American silent action film

Flying High is a 1926 American silent action film directed by Charles Hutchison and starring William Fairbanks, Alice Calhoun and Frank Rice. The film is based on a magazine story by William Henry Cook, entitled "The Watchman in the Sky."

Flying High was the fourth of eight William Fairbanks productions released through Lumas Film Corporation. Shooting began in December 1926.

==Plot==
This plot description appeared in Motion Picture News. A broke, ex-army aviator is offered money to deliver a stolen package by airplane. He learns of theft and is hired to run-down the thieves by the president of the Aero Company, who has a daughter with whom the aviator is in love. The aviator outwits the thieves and succeeds in arresting them, while also getting the girl.

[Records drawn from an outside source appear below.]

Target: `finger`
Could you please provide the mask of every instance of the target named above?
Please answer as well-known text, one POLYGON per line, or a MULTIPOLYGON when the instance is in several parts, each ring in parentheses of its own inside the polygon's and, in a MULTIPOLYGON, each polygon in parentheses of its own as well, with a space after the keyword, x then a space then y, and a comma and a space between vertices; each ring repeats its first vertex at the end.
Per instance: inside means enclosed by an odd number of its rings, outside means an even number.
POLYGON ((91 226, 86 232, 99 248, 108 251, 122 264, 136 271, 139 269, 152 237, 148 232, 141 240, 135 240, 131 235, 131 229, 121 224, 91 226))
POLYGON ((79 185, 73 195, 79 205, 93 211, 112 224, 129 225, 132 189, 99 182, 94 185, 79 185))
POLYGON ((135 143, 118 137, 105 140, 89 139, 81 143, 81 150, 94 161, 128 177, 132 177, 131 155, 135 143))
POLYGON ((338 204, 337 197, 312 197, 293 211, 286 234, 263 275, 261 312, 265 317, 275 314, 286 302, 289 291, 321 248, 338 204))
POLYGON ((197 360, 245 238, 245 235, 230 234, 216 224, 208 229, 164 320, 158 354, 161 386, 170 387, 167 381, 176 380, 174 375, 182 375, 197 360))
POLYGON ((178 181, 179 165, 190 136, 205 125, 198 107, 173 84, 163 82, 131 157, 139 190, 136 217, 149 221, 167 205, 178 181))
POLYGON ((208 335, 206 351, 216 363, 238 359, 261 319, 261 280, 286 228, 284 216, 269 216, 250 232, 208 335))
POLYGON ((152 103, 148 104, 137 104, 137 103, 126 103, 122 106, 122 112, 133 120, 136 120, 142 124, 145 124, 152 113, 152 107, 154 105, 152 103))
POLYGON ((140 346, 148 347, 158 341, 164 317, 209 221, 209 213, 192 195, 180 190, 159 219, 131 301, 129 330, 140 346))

A contemporary Variety review notes that the plot features "a society woman who is a spy for the air thieves" and "her husband, who runs an aerial express company to mask his operations as the bandits' master mind." The review also reveals that there is a "capital thrill incident, with the hero making a parachute descent into the bandit's hiding place from his own plane," and capturing the bandits.

==Cast==
- William Fairbanks as Roy Cummins
- Alice Calhoun as Patricia Barton
- Frank Rice as Haines - the Mechanic
- LeRoy Mason as Lester Swope
- Jimmy Anderson as Carson
- Cecile Cameron as Vera Owens
- Joseph W. Girard as Col. Rockliffe Owens
- James Gordon as V.E. Martin

==Reception==
Variety described the film as a "'stunt' melodrama with a wealth of highly flavored action." The review praised the airplane stunt work, but found the interpersonal drama to be "futile and juvenile." The review called the plot "cumbersome," and the climax, "a bit too elaborate."